Tolliver clinks his glass to Jack's and makes a toast. “Dead lawyers.”

“Dead lawyers.”

They drain their glasses.

 

Kidder leaves his rental at a metered space on Newbury Street, feeds his quarters in the slot like a good doobie and places the receipt on the dash, as instructed. Sometimes it makes sense to play by the rules. Son of Sam got caught because he failed to pay the meter. Save a dime and spend the rest of your life in a concrete pod?
Dumb ass. Not that Kidder is really afraid of the local flatfoots, who arrested that moron Shane, exactly as intended, on evidence so planted it practically sprouted.

Randall Shane being a moron in Kidder's opinion because he could have made millions but didn't. What's wrong with a little reward for your efforts, all the years spent learning your craft? Which is why Kidder left the military and went mercenary, because that's where the money was—the
private
sector—and because he was sick of higher-ranking officers treating him like a three-year-old. He still had his bosses—lately just the one—but no one can assign him to the burn detail, where drums of human waste get drenched in diesel fuel and then torched. A stench he can never quite erase from his mind.

First stop, a Starbucks. Love that Mocha Frappuccino, dude. Kidder hums to himself as he stands in line. For some reason Aerosmith's “Walk This Way” is sticking in his brain this evening. A song so freaking ancient that he was barely born when it first came out. Still, when in Rome, or in this case Bean Town.

“Here you are, sir.”

Lost in thought, Kidder looks up to see a chickee holding out the tall plastic cup. Trying out a tentative smile.

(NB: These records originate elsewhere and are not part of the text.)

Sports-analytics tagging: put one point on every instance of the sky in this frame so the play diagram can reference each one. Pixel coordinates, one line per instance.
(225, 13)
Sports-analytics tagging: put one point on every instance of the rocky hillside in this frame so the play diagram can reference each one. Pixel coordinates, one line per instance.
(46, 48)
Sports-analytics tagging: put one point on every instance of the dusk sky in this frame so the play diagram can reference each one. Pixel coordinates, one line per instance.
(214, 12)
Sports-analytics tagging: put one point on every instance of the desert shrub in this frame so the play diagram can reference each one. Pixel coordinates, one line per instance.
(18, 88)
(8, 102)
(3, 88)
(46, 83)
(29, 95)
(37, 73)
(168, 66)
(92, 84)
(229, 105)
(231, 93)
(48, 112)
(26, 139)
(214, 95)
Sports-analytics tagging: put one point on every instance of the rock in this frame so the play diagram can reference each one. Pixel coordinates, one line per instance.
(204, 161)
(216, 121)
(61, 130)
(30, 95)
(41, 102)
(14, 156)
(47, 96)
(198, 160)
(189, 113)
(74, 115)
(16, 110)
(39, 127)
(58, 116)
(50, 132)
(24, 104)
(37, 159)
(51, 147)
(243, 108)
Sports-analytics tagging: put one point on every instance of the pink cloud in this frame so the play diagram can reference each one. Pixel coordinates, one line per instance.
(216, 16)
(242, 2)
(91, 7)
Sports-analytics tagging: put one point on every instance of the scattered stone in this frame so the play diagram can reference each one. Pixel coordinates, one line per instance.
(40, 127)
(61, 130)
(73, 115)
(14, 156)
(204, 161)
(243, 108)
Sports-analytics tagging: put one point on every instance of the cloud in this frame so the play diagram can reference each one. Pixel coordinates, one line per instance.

“Beautiful,” Kidder says, taking the glass. “You know what they say?”

“What's that?”

“You ain't seen nothing 'til you're down on a muffin,” Kidder intones, staring into her little brown eyes as his mouth finds the straw.

Back on the street he strolls, enjoying the season. Five in the evening with hours left of daylight. Oodles of time to kill.

Kidder laughs.

On the sidewalk a young couple, arm in arm, register a brutal-looking, steel-built man chuckling to himself, and instinctively move away. He gives them a wink— Son of Sam never had such style!—and takes the vacated space with a jaunty sense of entitlement.

“Gimme a kiss,” he says to the shying-away couple. “Like this!”

He heads north on Exeter Street, bringing himself one block closer to the Naomi Nantz residence. Thinking it's about time he checked it out with his own eyes, instead of relying on images taken by a circling drone.

Street level is always best. You never know when you might want to make a personal visit, arriving unannounced, in the dark of night, with a properly silenced weapon. And before that can happen, he'll have to find a way in.